Scouring the blogs and the tour website, I noticed the subject of ticket scalping coming up. Patrons are warned: “One ticket per transaction limit is strictly enforced!”.
The guys in Rush should be heartened and thrilled – having a scalping problem means your shows are getting sold out, you have enthusiastic fans. No doubt many fans are hoping and wishing that scalpers are at these sold out shows since they’ve lucked out of getting a ticket themselves through approved channels.
The presence of ticket scalpers at shows represents a “black” market, and what any contrarian economist will tell you is that black markets only surface when the laws don’t support a free market. Freedom is missing – but freedom to do what? Scramble to buy tickets from venue owners at published rates then gouge the poor fan too late to catch a deal? How in the world is that fair?
It ain’t fair. But it ain’t the scalper’s fault. Its the venue and promoter’s fault. And the law’s fault.
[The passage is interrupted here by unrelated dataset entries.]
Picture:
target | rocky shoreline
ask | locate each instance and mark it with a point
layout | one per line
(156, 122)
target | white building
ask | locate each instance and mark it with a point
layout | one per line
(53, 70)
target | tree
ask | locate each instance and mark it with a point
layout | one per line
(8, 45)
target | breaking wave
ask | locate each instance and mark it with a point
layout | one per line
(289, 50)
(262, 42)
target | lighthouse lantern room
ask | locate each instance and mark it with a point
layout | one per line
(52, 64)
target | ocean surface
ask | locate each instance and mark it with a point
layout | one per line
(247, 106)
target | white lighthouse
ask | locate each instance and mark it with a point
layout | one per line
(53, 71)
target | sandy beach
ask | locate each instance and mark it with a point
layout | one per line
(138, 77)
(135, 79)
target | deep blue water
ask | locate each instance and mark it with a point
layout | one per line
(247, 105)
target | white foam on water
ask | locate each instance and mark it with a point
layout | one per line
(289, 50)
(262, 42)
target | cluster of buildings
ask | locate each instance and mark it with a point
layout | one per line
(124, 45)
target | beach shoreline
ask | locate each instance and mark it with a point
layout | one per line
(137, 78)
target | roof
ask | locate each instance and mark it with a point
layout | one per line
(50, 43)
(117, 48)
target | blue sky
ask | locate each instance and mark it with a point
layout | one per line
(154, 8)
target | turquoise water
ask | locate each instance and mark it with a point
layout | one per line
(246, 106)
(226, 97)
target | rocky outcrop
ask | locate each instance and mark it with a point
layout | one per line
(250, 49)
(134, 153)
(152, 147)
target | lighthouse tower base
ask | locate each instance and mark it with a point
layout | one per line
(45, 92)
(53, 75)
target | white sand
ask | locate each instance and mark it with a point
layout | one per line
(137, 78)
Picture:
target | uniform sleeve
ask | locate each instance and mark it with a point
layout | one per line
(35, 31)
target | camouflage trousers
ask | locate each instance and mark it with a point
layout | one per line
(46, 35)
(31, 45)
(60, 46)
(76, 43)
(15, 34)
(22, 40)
Here’s the deal (the following is a summary of Walter Block’s chapter on scalping from his master work Defending the Undefendable):
- A moral principle that I believe in is the undeniable primacy of the voluntary transaction. Whatever reasons I may give for why scalping is ok and overall beneficial to society or fans or bands – this is all irrelevant to the fact that a scalper and his customer are trading voluntarily and peacefully. Any law that restricts this is anti-liberty (and anti-human in my view).
- Why are ticket prices fixed? Why on earth wouldn’t a promoter want ticket prices to fluxuate according to demand, like company stock prices? By dynamically adjusting prices to demand in real-time (which is easy to do with modern trading systems), promoters could let the market decide what a bands’ live show was worth. Bands like Rush – and their promoters – would earn a great deal more this way. But why don’t they do it?
- Promoters play games with smaller venue sizes and low ticket prices early in a tour, to encourage “Sold Out” status for that tour. Selling out early dates cheap creates a frenzy for fans to lock in late dates (at now-higher prices).
- Since promoters feel they can gain more by encouraging the criminalization and moral condemnation of voluntary scalping transactions and playing this fake scarcity game, they ignore the potential opportunity of a free market for ticket prices. Enlisting the strong arm of the law to kill your competition is the lazy man’s approach to business. But we live in an age of lazy business men, especially in the sclerotic, stagnant old music industry.
But we’re stuck with this stupid system. When such absurdly small areas of economic life like live entertainment are regulated with freedom-stifling laws, we are tending to the totalitarian world where “Everything not forbidden is compulsory”. Scalpers and all actors in black markets are unsung heroes who should be defended and lauded for pricking the veil on the rotten regime, on tiny bit at a time.